Enjuiciarán a un taxista acusado de violar a un menor en Bariloche

SAN CARLOS DE BARILOCHE (AB).- En fecha próxima, pero todavía no determinada, los jueces de la Cámara Segunda del Crimen enjuiciarán al taxista Enrique Antonio Riquelme, de 58 años, a quien acusan de haber violado en forma reiterada a un menor desde que tenía 6 años, y realizar actos de corrupción en los dos años siguientes, que a juicio de los especialistas le ocasionaron un daño psicológico irreparable.

Los actos se habrían producido en el interior de la vivienda del sospechoso y también en el taxi que conducía, y fueron calificados por el agente fiscal como «promoción de la corrupción agravada por la edad de la víctima y por el uso de violencia y amenazas. La violencia ejercida sobre el menor habría quedado acreditada por los forenses, que certificaron los múltiples hematomas que presentaba el menor en sus piernas. Una versión, además, indica que el imputado habría contagiado con sífilis a la víctima, pero la circunstancia no pudo ser verificada.

La que denunció el hecho ante el fiscal Eduardo Benjamín Fernández fue la madre del menor, quien expuso que su hijo de 8 años vivía de lunes a viernes en el domicilio de su abuela y que el imputado habitaba una casa vecina.

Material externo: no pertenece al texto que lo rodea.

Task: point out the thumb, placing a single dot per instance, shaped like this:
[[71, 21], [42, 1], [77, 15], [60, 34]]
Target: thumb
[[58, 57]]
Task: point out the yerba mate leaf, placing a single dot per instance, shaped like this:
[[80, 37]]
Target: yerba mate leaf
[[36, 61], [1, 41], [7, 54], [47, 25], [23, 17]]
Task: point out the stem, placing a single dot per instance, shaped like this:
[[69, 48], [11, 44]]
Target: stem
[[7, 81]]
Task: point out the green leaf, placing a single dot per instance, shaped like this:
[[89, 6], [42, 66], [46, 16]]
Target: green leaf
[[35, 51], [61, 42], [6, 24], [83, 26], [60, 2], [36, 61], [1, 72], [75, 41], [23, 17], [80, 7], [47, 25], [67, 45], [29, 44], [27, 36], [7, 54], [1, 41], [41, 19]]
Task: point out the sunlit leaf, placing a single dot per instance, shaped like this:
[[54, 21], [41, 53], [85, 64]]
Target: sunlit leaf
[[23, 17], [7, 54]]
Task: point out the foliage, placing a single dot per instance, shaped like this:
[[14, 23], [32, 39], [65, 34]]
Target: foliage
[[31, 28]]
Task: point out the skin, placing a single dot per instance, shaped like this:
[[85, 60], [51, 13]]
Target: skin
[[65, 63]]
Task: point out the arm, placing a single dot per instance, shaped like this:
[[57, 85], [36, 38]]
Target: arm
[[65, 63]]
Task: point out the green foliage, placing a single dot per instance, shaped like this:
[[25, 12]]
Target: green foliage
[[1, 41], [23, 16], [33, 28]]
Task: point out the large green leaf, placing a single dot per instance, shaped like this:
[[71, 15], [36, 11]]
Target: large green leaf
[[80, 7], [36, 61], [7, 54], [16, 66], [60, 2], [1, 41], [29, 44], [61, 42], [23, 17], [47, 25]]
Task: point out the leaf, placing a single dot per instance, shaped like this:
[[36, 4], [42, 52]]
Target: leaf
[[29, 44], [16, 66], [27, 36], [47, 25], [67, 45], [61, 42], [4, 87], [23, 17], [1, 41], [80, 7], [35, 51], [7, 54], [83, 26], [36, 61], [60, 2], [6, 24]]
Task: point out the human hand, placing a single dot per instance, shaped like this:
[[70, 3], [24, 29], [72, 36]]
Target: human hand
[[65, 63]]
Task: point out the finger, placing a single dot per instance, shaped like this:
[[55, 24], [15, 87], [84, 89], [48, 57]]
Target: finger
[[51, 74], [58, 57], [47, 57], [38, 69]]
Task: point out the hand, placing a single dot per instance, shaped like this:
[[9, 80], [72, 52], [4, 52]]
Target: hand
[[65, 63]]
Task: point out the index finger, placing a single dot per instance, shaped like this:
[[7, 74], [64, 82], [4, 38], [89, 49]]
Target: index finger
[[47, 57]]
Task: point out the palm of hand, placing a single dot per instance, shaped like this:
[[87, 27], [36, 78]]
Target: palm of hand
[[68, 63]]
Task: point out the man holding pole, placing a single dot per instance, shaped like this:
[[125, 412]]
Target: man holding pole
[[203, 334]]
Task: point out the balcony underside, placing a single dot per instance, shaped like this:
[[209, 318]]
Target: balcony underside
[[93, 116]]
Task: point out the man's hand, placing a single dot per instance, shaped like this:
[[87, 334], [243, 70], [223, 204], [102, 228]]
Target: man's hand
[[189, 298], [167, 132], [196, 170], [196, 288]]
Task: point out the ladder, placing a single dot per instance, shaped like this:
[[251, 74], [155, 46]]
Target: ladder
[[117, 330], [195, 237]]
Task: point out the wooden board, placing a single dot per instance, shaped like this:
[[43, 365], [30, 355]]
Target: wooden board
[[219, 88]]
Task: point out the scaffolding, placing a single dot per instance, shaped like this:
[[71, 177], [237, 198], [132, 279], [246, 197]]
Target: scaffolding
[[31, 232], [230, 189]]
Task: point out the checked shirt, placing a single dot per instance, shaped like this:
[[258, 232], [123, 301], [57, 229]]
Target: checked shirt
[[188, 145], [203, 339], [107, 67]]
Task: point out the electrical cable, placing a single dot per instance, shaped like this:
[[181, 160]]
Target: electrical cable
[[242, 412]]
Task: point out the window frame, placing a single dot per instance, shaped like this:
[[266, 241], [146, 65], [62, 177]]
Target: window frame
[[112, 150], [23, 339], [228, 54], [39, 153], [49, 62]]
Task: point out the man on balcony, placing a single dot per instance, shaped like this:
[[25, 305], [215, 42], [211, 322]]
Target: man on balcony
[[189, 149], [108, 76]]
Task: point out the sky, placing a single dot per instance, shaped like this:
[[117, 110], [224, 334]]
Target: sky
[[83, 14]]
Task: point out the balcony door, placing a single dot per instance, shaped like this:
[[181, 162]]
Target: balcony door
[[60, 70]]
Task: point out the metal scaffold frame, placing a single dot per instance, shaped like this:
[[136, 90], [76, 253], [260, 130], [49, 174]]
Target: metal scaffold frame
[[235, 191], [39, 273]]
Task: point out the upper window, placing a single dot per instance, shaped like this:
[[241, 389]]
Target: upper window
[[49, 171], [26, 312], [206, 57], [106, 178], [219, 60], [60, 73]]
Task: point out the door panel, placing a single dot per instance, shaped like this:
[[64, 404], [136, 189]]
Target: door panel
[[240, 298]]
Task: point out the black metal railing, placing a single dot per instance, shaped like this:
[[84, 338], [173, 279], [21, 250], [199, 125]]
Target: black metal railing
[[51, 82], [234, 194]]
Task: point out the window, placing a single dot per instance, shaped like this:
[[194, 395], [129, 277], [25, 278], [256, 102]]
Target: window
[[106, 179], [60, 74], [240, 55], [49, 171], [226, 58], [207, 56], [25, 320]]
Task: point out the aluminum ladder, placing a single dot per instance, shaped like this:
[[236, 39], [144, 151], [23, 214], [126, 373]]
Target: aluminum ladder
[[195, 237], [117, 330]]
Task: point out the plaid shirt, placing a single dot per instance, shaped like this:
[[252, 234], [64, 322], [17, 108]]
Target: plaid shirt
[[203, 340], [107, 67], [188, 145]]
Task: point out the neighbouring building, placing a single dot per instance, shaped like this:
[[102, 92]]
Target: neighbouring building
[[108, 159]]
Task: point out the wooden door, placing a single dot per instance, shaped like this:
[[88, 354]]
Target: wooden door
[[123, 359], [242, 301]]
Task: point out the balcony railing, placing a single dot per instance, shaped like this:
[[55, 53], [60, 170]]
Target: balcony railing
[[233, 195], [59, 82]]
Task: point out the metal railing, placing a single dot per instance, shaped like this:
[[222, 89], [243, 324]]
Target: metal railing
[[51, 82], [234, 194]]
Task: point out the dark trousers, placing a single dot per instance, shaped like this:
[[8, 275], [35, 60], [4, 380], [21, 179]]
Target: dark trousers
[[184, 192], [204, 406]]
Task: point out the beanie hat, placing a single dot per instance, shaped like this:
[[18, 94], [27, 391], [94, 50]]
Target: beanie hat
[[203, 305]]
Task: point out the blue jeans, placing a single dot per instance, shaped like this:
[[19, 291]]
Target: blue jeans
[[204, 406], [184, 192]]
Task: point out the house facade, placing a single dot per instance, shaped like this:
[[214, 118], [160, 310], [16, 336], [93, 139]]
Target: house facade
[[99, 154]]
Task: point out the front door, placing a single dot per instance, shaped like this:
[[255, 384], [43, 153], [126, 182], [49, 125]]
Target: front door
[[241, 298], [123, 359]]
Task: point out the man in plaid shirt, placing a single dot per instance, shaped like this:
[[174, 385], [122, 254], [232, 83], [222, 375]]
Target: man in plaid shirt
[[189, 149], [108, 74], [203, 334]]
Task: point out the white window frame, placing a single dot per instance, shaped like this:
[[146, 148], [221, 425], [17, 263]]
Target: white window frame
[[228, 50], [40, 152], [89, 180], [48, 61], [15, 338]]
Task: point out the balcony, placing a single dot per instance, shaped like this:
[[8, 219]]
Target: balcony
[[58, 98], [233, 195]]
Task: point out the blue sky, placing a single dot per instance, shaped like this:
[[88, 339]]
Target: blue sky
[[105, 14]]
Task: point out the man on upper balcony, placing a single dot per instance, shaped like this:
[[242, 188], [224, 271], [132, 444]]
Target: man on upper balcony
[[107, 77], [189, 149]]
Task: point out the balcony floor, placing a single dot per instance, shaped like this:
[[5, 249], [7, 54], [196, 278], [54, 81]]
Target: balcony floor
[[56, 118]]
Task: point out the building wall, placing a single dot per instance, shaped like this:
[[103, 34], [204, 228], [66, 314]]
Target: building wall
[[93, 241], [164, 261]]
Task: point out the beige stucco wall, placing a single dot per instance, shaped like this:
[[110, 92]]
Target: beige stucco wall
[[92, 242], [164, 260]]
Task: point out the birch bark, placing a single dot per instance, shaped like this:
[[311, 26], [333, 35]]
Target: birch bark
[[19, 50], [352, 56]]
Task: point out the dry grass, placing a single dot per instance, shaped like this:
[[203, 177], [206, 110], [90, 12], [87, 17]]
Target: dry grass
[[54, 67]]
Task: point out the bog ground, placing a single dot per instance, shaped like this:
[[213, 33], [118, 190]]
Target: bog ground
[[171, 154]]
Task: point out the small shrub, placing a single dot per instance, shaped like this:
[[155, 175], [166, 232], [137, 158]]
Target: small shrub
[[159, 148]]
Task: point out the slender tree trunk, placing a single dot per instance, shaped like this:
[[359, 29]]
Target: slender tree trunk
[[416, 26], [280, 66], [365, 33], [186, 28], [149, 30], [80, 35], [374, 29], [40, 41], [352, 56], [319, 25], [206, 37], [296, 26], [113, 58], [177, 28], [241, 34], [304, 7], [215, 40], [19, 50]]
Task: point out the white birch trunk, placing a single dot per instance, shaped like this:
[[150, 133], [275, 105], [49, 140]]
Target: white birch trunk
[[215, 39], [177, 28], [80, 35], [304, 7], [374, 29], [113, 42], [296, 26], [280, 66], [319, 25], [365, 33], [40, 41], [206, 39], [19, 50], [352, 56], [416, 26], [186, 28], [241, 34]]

La difusión televisiva de la violación que había sufrido una chica de 12 años sirvió como elemento disparador de la confesión del menor: aprovechó el momento para confiarle a su madre que él también había sido abusado sexualmente por «Quique» Riquelme, y la mujer pudo verificar las lesiones que presentaba su hijo en las piernas, desde los muslos a los tobillos. El menor refirió que esos hechos habían comenzado a producirse cuando iba a primer grado y aún seguían.

En la requisitoria de elevación a juicio, el agente fiscal argumentó que «la reiteración persistente de este tipo de actos aberrantes ininterrumpidos dorante dos años, la naturaleza de los actos y tocamientos impúdicos, las manifestaciones verbales de contenido sexual, la igualdad de sexos de la víctima y victimario, y el acoplamiento homosexual con varón menor de 12 años, resultan siempre perversos y configuran actos constitutivos de la corrupción». Además, consideró que estaban acreditadas las secuelas psíquicas de carácter permanente en el menor, y que en este caso el acceso carnal es apto para dejar «una huella psíquica que trasciende en aberraciones eróticas y configura la corrupción».

El chico describió los elementos que había en la habitación de Riquelme y la ropa interior que utilizaba, detalles que fueron corroborados en el allanamiento posterior, y señaló que le pegaba fuerte en sus piernas.

Las profesionales psicóloga y psicopedagoga coincidieron al calificar de creíbles los dichos del niño, «quien se encuentra angustiado por lo vivido y tiene temor hacia el victimario», y consideraron que «el daño psicológico sufrido es irreparable y resulta difícil que supere el shock traumático, por haber sido reiterado en el tiempo».